Archéologie : l’une des plus anciennes mosquées au monde découverte en Israël

Archéologie : l’une des plus anciennes mosquées au monde découverte en Israël
Les fondations de l'édifice ont été identifiées sous une autre mosquée du VIIIe siècle, construite au début de la période islamique ©Université hébraïque de Jérusalem

Les archéologues pensaient jusque-là avoir à faire à un marché byzantin converti plus tard en mosquée. Les vestiges mis au jour à Tibériade (Israël) sont en réalité ceux d'une mosquée érigée au VIIe siècle, sans doute l'une des plus anciennes découvertes à ce jour.

La mosquée aurait apparemment été construite aux alentours de 660-680 ap.
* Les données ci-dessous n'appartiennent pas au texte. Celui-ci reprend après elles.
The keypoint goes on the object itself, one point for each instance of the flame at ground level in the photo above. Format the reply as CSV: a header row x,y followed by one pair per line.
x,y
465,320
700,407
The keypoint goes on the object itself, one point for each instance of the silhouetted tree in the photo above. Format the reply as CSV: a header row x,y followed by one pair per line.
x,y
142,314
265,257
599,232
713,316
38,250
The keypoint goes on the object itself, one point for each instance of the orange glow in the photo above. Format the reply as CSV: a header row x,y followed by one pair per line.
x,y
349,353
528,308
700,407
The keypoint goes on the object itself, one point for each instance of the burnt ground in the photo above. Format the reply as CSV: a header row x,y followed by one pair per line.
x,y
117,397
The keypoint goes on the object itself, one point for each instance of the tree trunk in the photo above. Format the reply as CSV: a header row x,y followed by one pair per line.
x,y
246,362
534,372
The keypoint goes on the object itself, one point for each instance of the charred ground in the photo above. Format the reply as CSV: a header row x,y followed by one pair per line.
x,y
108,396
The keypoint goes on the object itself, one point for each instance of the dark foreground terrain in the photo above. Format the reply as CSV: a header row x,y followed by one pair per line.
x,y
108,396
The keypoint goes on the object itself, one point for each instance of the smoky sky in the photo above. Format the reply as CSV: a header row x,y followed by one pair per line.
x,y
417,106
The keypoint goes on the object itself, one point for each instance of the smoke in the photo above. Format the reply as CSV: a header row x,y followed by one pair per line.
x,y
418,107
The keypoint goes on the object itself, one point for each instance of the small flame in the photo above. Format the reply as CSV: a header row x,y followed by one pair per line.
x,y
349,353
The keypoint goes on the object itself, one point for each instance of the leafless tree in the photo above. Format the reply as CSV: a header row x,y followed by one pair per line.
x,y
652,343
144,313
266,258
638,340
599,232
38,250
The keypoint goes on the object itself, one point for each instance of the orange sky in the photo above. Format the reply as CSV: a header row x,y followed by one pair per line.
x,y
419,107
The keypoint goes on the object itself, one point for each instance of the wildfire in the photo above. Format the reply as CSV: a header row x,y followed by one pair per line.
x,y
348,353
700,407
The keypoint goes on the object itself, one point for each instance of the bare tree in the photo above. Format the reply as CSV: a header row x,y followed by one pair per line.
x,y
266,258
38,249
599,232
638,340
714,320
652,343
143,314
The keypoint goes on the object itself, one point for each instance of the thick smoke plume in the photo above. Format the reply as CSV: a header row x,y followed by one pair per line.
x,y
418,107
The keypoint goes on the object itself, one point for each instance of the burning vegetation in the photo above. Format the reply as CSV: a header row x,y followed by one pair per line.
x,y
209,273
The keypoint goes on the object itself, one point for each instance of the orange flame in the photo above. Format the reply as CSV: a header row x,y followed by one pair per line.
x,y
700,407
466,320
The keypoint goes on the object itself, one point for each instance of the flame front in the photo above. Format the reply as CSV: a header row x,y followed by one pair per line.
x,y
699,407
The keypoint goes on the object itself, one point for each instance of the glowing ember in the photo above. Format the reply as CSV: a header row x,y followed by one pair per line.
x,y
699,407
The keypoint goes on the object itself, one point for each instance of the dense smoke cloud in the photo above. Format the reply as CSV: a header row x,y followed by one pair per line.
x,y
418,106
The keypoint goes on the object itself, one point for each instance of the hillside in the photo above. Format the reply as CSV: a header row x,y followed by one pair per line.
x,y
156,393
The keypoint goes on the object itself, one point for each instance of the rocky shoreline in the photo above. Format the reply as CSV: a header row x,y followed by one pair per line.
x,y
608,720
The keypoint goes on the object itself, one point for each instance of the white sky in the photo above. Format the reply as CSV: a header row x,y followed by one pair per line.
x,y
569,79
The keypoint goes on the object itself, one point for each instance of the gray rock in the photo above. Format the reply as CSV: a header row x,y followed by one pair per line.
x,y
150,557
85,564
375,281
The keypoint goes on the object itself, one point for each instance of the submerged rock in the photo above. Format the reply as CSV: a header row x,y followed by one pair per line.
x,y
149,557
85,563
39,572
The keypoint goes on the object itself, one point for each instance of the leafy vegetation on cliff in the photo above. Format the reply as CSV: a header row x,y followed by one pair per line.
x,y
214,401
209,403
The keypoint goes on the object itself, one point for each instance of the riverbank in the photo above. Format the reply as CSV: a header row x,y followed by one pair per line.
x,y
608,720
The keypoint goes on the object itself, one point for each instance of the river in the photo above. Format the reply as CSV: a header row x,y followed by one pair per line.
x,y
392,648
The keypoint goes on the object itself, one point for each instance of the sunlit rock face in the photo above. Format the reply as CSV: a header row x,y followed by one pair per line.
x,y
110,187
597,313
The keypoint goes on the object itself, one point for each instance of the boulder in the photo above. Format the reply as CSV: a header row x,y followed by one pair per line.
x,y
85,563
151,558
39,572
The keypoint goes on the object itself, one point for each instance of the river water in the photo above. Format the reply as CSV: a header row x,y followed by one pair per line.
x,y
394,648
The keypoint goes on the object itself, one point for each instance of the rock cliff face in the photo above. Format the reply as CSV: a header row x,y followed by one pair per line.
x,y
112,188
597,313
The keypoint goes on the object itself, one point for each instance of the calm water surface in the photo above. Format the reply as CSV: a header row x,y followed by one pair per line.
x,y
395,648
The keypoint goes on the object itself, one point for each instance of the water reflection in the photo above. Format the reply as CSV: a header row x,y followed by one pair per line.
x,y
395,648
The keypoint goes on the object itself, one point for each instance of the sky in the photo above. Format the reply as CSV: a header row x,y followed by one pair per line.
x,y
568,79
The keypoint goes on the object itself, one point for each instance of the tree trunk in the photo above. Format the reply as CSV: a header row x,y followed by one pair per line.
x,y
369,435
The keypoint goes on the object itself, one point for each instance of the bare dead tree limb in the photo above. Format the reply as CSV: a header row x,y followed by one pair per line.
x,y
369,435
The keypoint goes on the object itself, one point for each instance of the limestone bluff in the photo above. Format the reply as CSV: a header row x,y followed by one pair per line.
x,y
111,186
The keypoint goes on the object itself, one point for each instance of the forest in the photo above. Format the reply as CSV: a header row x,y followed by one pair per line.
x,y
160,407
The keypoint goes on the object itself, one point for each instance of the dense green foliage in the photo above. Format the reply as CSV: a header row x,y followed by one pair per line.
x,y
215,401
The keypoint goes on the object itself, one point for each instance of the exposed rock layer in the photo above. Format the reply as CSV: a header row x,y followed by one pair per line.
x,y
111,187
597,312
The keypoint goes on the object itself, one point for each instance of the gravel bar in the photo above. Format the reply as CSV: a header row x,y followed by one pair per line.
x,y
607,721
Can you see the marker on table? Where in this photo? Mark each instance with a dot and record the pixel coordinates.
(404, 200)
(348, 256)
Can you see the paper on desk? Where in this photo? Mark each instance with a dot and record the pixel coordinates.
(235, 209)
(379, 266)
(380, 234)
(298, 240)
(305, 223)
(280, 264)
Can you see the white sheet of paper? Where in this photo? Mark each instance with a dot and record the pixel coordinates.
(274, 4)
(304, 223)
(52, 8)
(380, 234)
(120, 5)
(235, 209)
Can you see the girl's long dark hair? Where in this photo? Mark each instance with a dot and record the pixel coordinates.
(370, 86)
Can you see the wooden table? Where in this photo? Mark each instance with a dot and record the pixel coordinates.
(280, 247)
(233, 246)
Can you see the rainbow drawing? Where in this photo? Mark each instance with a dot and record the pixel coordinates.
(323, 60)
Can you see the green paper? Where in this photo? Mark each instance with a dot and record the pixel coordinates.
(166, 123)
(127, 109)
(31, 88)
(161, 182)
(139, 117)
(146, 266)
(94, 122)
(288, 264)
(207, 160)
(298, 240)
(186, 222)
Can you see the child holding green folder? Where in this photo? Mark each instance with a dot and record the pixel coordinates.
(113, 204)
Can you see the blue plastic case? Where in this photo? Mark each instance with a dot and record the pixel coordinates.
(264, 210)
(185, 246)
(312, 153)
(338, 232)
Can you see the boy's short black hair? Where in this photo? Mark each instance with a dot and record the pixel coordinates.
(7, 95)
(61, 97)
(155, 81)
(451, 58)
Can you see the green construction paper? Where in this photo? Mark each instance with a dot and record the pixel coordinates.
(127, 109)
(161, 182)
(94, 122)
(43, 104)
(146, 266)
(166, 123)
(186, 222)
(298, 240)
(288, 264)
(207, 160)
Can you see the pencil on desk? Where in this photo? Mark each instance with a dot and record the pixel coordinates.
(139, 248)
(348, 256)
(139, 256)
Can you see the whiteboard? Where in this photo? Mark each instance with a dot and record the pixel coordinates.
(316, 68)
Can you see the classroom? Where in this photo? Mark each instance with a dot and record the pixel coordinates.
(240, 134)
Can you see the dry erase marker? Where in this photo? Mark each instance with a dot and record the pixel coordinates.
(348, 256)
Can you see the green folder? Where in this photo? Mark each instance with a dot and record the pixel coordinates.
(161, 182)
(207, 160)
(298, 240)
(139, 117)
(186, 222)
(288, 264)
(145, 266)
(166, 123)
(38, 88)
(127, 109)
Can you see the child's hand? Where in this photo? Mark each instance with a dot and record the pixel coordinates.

J.-C., à peine une génération après la mort du prophète Mahomet. Érigée à Tibériade, près de la mer de Galilée, elle a pu être datée grâce à des morceaux de céramique et des pièces incrustées dans les fondations. Elle correspond à la période de l’occupation de la ville byzantine de Tibériade par les forces musulmanes, qui l’ont conquise en 635. D’après Katia Cytryn-Silverman, experte en archéologique islamique de l’Université hébraïque de Jérusalem et directrice des fouilles, il s’agirait d’un des plus anciens lieux de culte islamiques connus.

Les débuts de l’Islam

Le site d’Al-Juma, situé dans le Nord de Tibériade, est exploré depuis les années 1950. Il y a onze ans, les archéologues y ont mis au jour les vestiges d’une mosquée du VIIIe siècle, érigée sous la dynastie des Omeyyades (650-750 après J.-C.). Des fondations, découvertes alors dans les couches plus anciennes du site, avaient été attribuées à un ancien marché byzantin qui aurait donc été transformé en lieu de culte. Les dernières études menées par une équipe de l’Université hébraïque de Jérusalem ont permis d’établir qu’il s’agissait en réalité de vestiges d’une mosquée antérieure, construite probablement une cinquantaine d’années auparavant.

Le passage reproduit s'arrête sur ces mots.